Abstract

There are limited data on the quality of treated blood pressure (BP) control during normal daily life, and in particular, the prevalence of 'masked uncontrolled hypertension' (MUCH) in people with treated and seemingly well-controlled BP is unknown. This is important because masked hypertension in 'treatment naïve' patients is associated with a high risk of cardiovascular events. We therefore conducted the first study to define the prevalence and characteristics of MUCH among a large sample of hypertensive patients in routine clinical practice in whom BP was treated and controlled to recommended clinic BP goals.

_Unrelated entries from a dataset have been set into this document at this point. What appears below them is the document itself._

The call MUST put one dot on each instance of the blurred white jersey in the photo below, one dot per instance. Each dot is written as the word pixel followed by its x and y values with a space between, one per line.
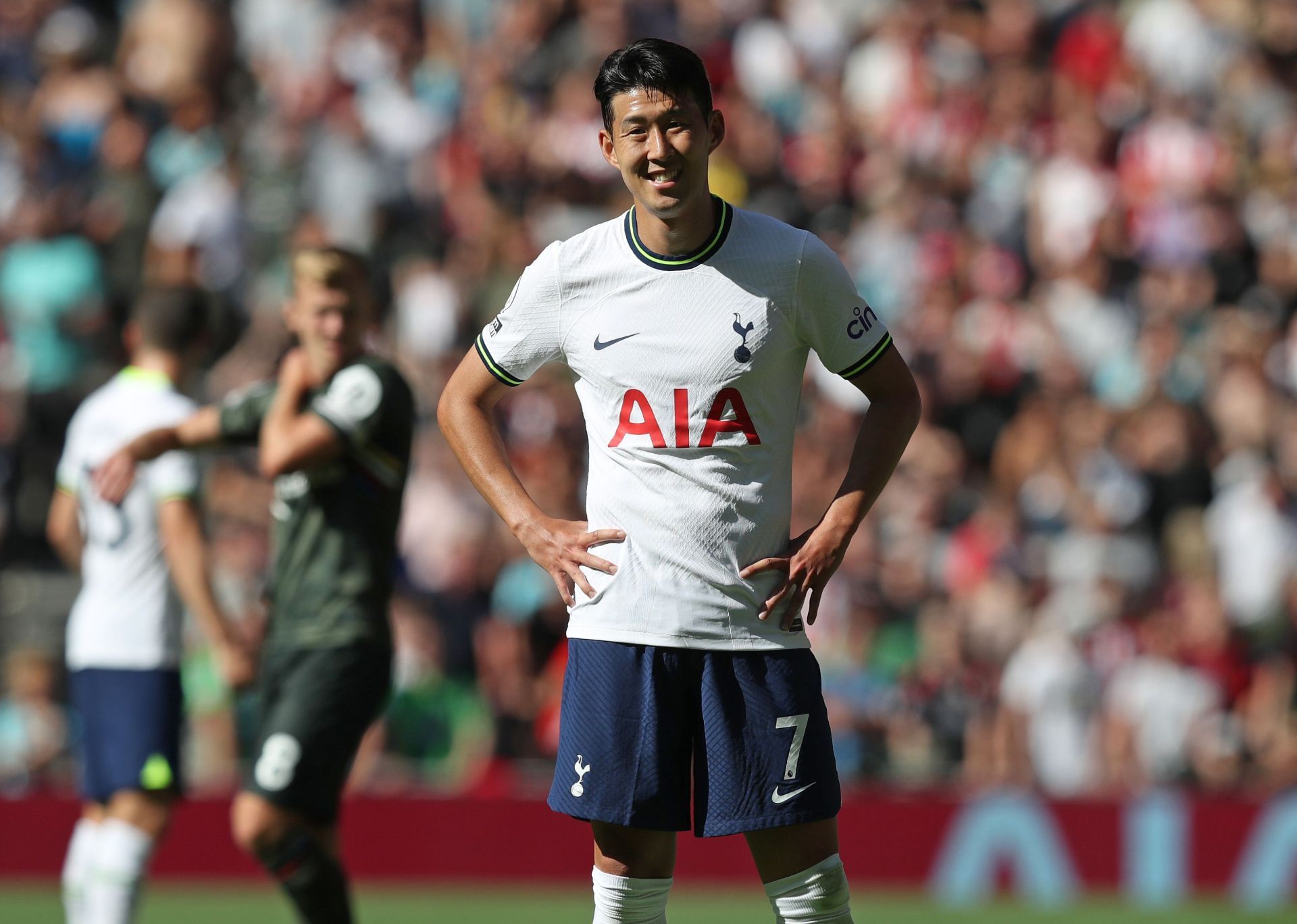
pixel 689 371
pixel 128 614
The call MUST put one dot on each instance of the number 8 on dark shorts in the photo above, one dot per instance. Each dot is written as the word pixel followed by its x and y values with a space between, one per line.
pixel 315 707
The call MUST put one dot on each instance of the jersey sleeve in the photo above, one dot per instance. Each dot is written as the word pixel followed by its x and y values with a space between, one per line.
pixel 243 411
pixel 526 334
pixel 353 403
pixel 832 318
pixel 68 474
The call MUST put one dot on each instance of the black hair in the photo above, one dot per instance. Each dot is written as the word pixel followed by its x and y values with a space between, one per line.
pixel 172 318
pixel 653 64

We analysed data from the Spanish Society of Hypertension ambulatory blood pressure monitoring (ABPM) Registry and identified patients with treated and controlled BP according to current international guidelines (clinic BP <140/90 mmHg). Masked uncontrolled hypertension was diagnosed in these patients if despite controlled clinic BP, the mean 24-h ABPM average remained elevated (24-h systolic BP ≥130 mmHg and/or 24-h diastolic BP ≥80 mmHg). From 62 788 patients with treated BP in the Spanish registry, we identified 14 840 with treated and controlled clinic BP, of whom 4608 patients (31.1%) had MUCH according to 24-h ABPM criteria (mean age 59.4 years, 59.7% men). The prevalence of MUCH was significantly higher in males, patients with borderline clinic BP (130-9/80-9 mmHg), and patients at high cardiovascular risk (smokers, diabetes, obesity). Masked uncontrolled hypertension was most often because of poor control of nocturnal BP, with the proportion of patients in whom MUCH was solely attributable to an elevated nocturnal BP almost double that solely attributable to daytime BP elevation (24.3 vs. 12.9%, P < 0.001). The prevalence of masked suboptimal BP control in patients with treated and well-controlled clinic BP is high. Clinic BP monitoring alone is thus inadequate to optimize BP control because many patients have an elevated nocturnal BP. These findings suggest that ABPM should become more routine to confirm BP control, especially in higher risk groups and/or those with borderline control of clinic BP.